Your Money or Your Life: This book is all about transforming your relationship with money, stuff, and time. It covers how all three interconnect, and pushes for a more authentic, more people based, less materialistic life. Not only does this book discuss the issue, but it gives you real, solid tools for making change.

The Circle of Simplicity: This book has a financial component but is extra heavy on the behind the scenes need for stuff. How to get rid of it, how to buy less, finding and living your passion, forming community groups that focus on togetherness, and clearing space, both in your mind and literally.

Since this is the most important step, we’ll leave it at this for now. In the next post, I’ll discuss how I actually talk to Cedar about stuff, and what I’ve seen work for me and other families.

In case you think I’m being unreasonable:

By the way, commercialism has been embedded in our skulls since birth in this country. I’m absolutely not trying to imply that I’m perfect and that other families are screwing up. It’s a process around my house too. I never thought, I mean really thought about the impact of stuff until maybe 10 years ago, and now, even for me, it can be hard to resist stuff at times (darn those old LPs and art supplies).

It’s about balance. I don’t believe in giving up everything we enjoy. Cedar and I own stuff, but we also don’t put stuff before our time together. If we did, there’s no way as a single mama, that I could afford to be at home with him, spending time with him. Additionally, some of our decisions around stuff have to do with the environment. Even if we can afford something, it’s important to note that it doesn’t mean we need, or even deeply want, that something. There are some choices we need to make if we care about the earth. Cedar and I make choices just like everyone else.

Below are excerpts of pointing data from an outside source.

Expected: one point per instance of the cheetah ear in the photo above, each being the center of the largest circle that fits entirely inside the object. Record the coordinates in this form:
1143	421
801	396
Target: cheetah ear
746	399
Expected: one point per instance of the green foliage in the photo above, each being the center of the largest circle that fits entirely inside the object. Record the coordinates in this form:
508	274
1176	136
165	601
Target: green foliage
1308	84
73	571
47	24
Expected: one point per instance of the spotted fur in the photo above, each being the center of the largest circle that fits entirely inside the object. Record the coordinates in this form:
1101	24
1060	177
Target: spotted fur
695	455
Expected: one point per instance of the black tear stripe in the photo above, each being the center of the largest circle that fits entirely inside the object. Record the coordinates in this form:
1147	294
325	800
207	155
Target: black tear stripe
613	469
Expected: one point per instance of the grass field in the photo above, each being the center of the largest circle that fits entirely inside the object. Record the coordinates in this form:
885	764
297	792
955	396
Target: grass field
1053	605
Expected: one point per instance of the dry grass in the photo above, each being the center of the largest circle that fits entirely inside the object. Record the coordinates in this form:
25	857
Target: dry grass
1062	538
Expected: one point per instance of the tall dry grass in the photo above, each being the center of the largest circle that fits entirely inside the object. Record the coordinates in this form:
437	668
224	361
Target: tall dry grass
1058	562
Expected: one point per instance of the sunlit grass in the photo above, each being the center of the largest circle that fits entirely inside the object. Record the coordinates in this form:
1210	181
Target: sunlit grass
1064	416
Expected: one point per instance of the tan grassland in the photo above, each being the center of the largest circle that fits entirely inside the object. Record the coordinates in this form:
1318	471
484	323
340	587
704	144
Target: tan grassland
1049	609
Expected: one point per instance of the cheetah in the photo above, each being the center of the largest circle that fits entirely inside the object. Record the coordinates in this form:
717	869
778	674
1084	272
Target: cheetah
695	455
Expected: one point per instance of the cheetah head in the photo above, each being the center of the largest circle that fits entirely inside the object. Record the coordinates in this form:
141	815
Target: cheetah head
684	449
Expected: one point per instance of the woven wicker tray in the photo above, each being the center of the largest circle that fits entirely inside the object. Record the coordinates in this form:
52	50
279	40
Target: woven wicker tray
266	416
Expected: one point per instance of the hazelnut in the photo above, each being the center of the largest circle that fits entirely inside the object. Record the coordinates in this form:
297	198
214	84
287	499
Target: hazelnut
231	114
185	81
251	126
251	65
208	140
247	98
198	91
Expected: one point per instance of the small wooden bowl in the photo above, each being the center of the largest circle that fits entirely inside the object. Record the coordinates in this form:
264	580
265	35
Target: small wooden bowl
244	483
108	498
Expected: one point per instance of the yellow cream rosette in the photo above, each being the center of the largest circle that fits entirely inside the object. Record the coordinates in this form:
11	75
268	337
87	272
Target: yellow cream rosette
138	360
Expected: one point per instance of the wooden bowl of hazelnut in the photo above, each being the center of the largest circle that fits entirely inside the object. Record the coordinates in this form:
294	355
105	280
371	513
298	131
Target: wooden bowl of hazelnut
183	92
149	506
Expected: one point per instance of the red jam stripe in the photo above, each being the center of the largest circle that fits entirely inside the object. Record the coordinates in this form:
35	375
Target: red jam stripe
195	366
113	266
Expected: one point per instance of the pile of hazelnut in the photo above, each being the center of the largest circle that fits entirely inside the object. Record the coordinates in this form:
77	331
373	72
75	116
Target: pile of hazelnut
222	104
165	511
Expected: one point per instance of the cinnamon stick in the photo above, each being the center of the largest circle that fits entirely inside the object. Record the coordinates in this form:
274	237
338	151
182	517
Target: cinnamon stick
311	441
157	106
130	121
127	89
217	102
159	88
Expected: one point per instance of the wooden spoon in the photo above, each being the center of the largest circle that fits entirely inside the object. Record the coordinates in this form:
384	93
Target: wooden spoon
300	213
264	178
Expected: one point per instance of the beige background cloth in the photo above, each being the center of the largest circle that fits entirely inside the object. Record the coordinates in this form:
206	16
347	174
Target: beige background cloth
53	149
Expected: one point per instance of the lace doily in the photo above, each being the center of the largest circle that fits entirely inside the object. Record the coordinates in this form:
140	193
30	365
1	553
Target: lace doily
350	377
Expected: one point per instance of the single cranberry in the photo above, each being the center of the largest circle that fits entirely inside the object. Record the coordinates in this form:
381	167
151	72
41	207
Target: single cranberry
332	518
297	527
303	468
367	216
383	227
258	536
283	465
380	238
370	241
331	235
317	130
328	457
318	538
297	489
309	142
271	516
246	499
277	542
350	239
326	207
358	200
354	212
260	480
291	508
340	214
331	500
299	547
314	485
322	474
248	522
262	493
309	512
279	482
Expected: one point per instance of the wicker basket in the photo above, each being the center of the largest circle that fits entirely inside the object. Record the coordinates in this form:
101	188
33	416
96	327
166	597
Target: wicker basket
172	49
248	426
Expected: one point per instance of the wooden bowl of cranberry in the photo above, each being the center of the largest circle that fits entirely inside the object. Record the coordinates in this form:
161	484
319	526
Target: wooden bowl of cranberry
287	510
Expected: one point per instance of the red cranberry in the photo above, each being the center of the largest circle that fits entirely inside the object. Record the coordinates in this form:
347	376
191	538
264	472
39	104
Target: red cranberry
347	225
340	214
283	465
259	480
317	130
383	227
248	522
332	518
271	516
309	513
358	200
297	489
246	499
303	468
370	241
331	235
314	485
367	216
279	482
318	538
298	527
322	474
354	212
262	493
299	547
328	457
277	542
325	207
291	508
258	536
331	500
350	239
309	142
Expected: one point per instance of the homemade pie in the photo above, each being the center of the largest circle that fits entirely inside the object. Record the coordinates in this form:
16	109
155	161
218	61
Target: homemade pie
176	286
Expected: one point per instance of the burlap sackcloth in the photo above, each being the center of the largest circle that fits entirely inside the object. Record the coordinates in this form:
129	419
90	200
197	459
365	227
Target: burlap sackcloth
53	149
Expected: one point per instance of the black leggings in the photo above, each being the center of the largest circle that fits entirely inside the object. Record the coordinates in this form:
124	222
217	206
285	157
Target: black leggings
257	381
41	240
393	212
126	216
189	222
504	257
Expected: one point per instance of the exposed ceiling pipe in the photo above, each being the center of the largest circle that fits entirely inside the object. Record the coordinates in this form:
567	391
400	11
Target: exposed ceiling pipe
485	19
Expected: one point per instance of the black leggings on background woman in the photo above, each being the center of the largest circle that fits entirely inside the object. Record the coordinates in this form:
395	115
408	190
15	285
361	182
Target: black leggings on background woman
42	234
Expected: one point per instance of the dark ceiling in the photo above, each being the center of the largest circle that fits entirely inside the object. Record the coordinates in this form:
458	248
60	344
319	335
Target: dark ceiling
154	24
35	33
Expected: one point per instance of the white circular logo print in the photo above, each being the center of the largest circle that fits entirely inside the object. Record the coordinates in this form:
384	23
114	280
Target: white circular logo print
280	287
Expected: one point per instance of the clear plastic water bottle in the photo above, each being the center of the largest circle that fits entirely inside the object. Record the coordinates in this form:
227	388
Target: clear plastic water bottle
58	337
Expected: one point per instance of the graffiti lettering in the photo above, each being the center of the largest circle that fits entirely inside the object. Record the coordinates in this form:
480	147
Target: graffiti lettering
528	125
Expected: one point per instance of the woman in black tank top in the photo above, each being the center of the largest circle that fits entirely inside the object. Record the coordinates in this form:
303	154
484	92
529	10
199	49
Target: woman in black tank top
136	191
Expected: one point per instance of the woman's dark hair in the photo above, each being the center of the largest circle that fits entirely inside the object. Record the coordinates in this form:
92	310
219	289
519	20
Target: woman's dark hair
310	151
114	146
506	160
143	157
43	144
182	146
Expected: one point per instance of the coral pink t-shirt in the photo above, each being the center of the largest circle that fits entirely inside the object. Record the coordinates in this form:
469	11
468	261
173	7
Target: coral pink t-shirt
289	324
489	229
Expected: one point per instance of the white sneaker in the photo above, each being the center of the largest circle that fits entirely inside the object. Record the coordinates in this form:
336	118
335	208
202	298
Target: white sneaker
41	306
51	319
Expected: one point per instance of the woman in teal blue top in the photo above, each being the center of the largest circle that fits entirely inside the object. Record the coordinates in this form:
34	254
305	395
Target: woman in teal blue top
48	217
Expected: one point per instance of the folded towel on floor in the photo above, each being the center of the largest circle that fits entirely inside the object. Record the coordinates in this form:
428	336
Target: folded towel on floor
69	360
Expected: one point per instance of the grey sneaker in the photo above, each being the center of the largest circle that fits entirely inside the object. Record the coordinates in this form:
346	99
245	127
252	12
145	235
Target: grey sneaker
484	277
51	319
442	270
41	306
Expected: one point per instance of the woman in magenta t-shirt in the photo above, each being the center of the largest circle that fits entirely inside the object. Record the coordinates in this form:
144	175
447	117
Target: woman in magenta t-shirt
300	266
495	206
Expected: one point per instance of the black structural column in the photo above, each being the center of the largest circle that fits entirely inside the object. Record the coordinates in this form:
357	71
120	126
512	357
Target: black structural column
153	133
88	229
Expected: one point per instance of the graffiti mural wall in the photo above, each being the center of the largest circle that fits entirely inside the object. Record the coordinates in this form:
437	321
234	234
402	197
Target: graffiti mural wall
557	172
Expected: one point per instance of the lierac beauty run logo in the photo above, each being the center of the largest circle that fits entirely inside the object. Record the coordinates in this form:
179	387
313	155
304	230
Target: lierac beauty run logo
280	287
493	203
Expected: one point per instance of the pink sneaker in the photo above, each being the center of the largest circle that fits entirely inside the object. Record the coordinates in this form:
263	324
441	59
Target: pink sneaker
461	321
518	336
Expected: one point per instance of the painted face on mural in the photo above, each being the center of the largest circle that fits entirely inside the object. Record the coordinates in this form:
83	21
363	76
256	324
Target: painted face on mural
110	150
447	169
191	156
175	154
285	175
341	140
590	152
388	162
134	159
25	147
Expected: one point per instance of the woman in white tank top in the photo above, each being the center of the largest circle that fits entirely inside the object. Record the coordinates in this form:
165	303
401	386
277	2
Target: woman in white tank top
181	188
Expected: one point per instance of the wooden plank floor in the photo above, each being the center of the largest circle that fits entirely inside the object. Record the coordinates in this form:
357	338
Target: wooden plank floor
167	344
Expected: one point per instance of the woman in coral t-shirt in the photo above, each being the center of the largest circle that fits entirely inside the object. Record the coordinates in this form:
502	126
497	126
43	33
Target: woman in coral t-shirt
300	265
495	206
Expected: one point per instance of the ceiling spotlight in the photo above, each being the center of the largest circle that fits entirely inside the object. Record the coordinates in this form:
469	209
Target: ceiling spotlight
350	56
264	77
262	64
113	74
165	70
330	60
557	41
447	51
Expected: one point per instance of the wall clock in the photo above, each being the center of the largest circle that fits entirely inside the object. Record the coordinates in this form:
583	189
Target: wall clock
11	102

What choices are you currently making related to stuff? Are you happy with your choices? Or, do you wish your choices could be different?


Comments

6 Responses to “As a parent, do you understand the impact of the need for stuff?”
  1. DramaMama says:

    Wow – I know a family that’s worse than the one you mentioned. Long story – but I too make comments about what they could give up but they define NEEDS differently than we do. We are not all the way there ourselves, but we’re working on it. We have been limiting our purchases and made some drastic changes. We are trying to use the “something in, something out” rule too. I have worked hard, too, to limit the time spent lurking in clearance areas, checking out cheap stuff we might some day need! I have come a long way and that free feeling is amazing. I have so much more time to spend w/my son! That feeling is what drives me to say things to others who seem stuck back where I was…thanks for the encouraging post! I’m glad you’re spreading the word!

  2. Jennifer says:

    You hit it, the idea of true need vs. want is something not many people understand. It’s not how we’ve been programmed by society. There is a prevalent the grass is always greener and beat the neighbor mentality going on in our country. It’s sad. I keep trying to figure out how to define need vs. want for these families that just don’t get it, but nothing I say matters. I think the key, it just getting it, something has to click.

  3. Hil says:

    “I guarantee that if you’re already putting stuff ahead of time with your kids, they’re not going to understand why they shouldn’t want the extra gear and gadgets.”

    Absolutely true! The big “want” in our house is probably video games. I justify it by saying they can be educational, but we really overdo it.

  4. Jennifer says:

    Video games are likely the big want around here too. But Cedar wants games for the system at his dad’s not at my house. Luckily Ben (the ex) is pretty on board with eco and minimalist stuff, but I still think they could do with fewer games.

    Cedar can get selfish about them, and he doesn’t act selfish about anything else, which says to me, games aren’t the best idea for him. Too tempting.